After that, evaluate the UI. While its true that sometimes the best and most powerful solutions are those that still look like they were designed in 2005 (including a few solutions the doctor recently reviewed that, power-wise, almost blew his socks off), you have to consider the psychology of the situation. While a power user will want the absolute best, 90% of the individuals who will need to use the solution are not power users and have been programmed by consumer platforms and social media to believe that anything that doesn’t look modern isn’t (and shouldn’t be used). Sometimes the 80% solution with a consumer-ish, modern, friendly UI is the best starting point. We’re in a culture obsessed with polish, so just embrace that fact and save yourself some major headaches.
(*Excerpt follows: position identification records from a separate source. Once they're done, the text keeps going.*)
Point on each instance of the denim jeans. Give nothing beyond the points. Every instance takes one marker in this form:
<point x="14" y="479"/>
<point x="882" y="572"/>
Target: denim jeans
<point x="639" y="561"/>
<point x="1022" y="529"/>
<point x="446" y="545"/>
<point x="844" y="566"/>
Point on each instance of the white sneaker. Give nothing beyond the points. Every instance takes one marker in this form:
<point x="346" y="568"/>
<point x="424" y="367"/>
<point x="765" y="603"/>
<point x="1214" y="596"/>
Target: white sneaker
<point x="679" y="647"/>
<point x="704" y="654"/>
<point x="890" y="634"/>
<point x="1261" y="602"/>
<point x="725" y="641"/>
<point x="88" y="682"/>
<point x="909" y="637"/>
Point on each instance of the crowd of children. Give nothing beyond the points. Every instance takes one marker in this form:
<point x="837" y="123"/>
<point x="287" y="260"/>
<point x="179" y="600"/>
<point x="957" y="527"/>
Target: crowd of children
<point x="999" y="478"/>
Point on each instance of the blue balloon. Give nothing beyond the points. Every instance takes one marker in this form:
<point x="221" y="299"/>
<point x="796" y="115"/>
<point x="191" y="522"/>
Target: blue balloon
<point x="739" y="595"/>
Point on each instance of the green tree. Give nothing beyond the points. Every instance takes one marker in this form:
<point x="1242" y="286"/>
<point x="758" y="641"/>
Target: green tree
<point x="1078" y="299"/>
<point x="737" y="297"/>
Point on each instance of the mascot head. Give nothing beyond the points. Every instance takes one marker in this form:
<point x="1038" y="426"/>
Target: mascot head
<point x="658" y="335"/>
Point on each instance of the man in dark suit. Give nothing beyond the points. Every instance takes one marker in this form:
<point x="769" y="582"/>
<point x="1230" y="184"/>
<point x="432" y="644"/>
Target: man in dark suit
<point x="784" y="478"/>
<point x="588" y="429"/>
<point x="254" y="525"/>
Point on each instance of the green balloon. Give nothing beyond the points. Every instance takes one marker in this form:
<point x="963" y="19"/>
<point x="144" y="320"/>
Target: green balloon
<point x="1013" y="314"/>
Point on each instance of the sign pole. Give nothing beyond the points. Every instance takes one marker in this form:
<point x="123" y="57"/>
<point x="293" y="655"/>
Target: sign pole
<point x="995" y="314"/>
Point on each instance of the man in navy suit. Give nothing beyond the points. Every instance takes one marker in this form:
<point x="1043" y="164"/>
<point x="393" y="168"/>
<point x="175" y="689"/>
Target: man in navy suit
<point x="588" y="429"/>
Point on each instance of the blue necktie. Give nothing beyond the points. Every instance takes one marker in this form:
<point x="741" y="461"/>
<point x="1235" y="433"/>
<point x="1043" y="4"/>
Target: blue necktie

(And you can always supplement it with an archaic looking BoB solution for your power users later. Some of the best-in-class organizations actually do this. For example, they’ll use a Zycus or similar modern looking S2P suite on the front end, but then on the back end the power users will be using Trade Extensions or Keelvar for decision optimization and TAMR or Spend 360 for spend analysis. And they get mega returns on the efficiency AND effectiveness charts — more than one would expect even though they pay two license fees. The easy to use suite gets buy in and efficiency goes through the roof when they get 90% utilization instead of 25%, and the power the super users get from the BoB solutions doubles average savings percentages. This isn’t to say that the BoB solutions aren’t user friendly, they are, but you again have to consider the psychology. Because solutions like Trade Extensions and TAMR have so much power under the hood, the average user — who just needs to check a contract, do a small spot buy, run a spend report — still believes that they must be difficult to use. While complex solutions were hard to use 20 and even 10 years ago, this is no longer the case, but the stigma is hard to overcome. Sometimes the best thing to do is adopt something easy, roll it out, get everyone on board, buy the killer app for the power users, let them get great results, let them show everyone else, now used to modern technology, that it’s not so hard, and then gradually replace the entry level solution with the powerhouse solution where appropriate. And if each gives a 3X to 7X return, paying two license fees is a no-brainer from a financial viewpoint.)

Finally, make sure it enables collaboration with built in messaging, document exchange, version control, etc. If it’s not the central portal (or virtual center of excellence) that connects everyone on the team in a collaborative fashion, it’s not modern, and its lifespan will be limited. And no one wants to learn yet another tool with a built-in expiry date.

And that’s the foundation of how your organization can select a tool that might actually be adopted.